О.С.: По нашим исследованиям все-таки
стареющие люди, как и люди вообще, очень неоднородны, и
среди них много активных и ищущих. Но почему-то людей старшего
возраста очень часто склонны объединять, представлять некой гомогенной
группой. На самом деле они очень разнородны, среди них есть люди,
например, противостоящие каким-то неблагоприятным событиям в своей
жизни. Те, кого уволили, находят себе какое-то дело по душе сами,
например, пытаются монетизировать хобби.
Это очень напоминает истории про американских пожилых
работников, которые уходят из основной занятости и быстро начинают
собственное дело. К счастью, у нас некие формы самозанятости уже
тоже стали доступны. Они не настолько рискованные, какими были лет
20-30 назад. Но я думаю, что здесь как раз может сыграть свою роль
и культура, и общая политика улучшения качества жизни во всех возрастах,
и в том числе в старшем возрасте.
У нас, правда, очень много страхов, связанных со старением.

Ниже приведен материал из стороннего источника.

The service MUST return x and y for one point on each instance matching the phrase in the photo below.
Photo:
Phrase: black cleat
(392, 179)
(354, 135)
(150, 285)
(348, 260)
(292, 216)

Отчасти это фантомная боль. Когда мы разговариваем в рамках каких-то
качественных исследований с людьми от 50 до 60, они вначале говорят:
«ужас- ужас-ужас», а потом: «да не, ну мои-то родители еще ничего»,
а мы понимаем, что их родителям уже за 70. Да, есть пожилые, которым
совсем плохо, но глядя на своих родителей все-таки период снижающийся,
но активности лет до 70 отмечают. Поэтому хорошо бы расширять возможности
разных форматов занятости — многие, правда, не хотят работать от
звонка до звонка, с утра до вечера, ищут какие-то варианты занятости
частичной.
В.Ф.: Но сегодня, в принципе, такой
работы становится все меньше и меньше.
О.С.: По-разному. С одной стороны,
да. С другой стороны, в сегменте услуг она все-таки появляется,
и в том числе благодаря тем же платформам, и не только им. То есть
рынок становится более неоднородным. Чем хорош Голливуд? Там приходит
поколение бумеров, они тут же снимают кучу фильмов со своими стареющими
актерами о том, как прекрасно жить в старости, что в этом возрасте
тоже есть личная жизнь, есть работа, ты можешь быть востребован.
Ровно этим, на мой взгляд, должен заниматься и наш кинематограф.
Там у нас что-то есть в сериалах, но, в общем, этого явно недостаточно.
Были же «Старики-разбойники». Вполне можно эту тему продолжить.